General chapters deal with basic topics such as methods of testing, analytics, validation, and quality control of medicines and starting materials. General chapters are typically applicable to several monographs, thereby avoiding redundant work.
Monographs describe specific specifications for active substances, excipients, dosage forms, preparations, and materials. General monographs define overarching requirements for entire groups of substances.
Additionally, the book includes chapters on reagents and solutions, as well as extensive reference standards. For example, they define how testing systems are calibrated to obtain comparable results.
Objectives of the European Pharmacopoeia
The first edition of the European Pharmacopoeia was published in 1969. Since then, the work has been revised repeatedly. The 11th Edition has been legally binding since January 1, 2023, and is continuously updated via supplements (most recently Supplement 11.8, which has been in force since July 1, 2025). The 12th Edition is already available and will start to apply from 1 January 2026 (with further implementation steps on 1 April and 1 July 2026). However, the underlying and essential objectives have remained essentially unchanged. The pharmacopoeia is intended to harmonize quality standards in Europe (39 countries are part of the Council of Europe Convention on the Elaboration of a European Pharmacopoeia). This facilitates trade in medicinal substances and their approval across national borders. Thus, the work provides essential support for the development and market introduction of medicines.
In addition, the pharmacopoeia is intended to protect consumers. Clearly defined and established minimum standards ensure that medicinal products meet high requirements before they are placed on the market. Furthermore, the regulatory framework defines binding quality standards for testing procedures, which complement the principles of Good Laboratory Practice (GLP). Thus, the work as a whole contributes to the protection of public health.

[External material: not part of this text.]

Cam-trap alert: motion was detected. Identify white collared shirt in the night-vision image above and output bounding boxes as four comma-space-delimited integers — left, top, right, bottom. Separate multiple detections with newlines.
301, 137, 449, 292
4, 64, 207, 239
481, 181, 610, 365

Importance for the pharmaceutical industry
The European Pharmacopoeia holds great importance for the pharmaceutical industry. Manufacturers in all member states thereby receive clear guidelines for research, development, and production. These are legally binding requirements, since the pharmacopoeia, as in Germany, is also incorporated into national legislation in other countries.
Although this sets high standards that require investments for implementation, the work is fundamentally highly advantageous for the industry, as it considerably facilitates international approvals. For example, when German companies produce medicinal products for the domestic market, they also meet the essential requirements for all of Europe through the European Pharmacopoeia. Building on this, it also facilitates international recognition, as the WHO recognizes the European Pharmacopoeia as one of its reference pharmacopoeias. In combination with modern aseptic manufacturing processes such as blow-fill-seal technology, compliance with pharmacopoeia standards enables reliable product quality, as well as cost reduction and process rationalization. Finally, the pharmacopoeia also creates secure framework conditions, as manufacturers and authorities alike can refer to it and have a standard benchmark.
Applications in other areas
The Pharmacopoea Europaea also affects numerous other industries related to the pharmaceutical sector, as they produce raw materials or utilize active substances. The European Pharmacopoeia is particularly relevant for companies in the fields of cosmetics, chemistry, and biotechnology. In summary, the standard work provides reference standards that can also be applied in related industries.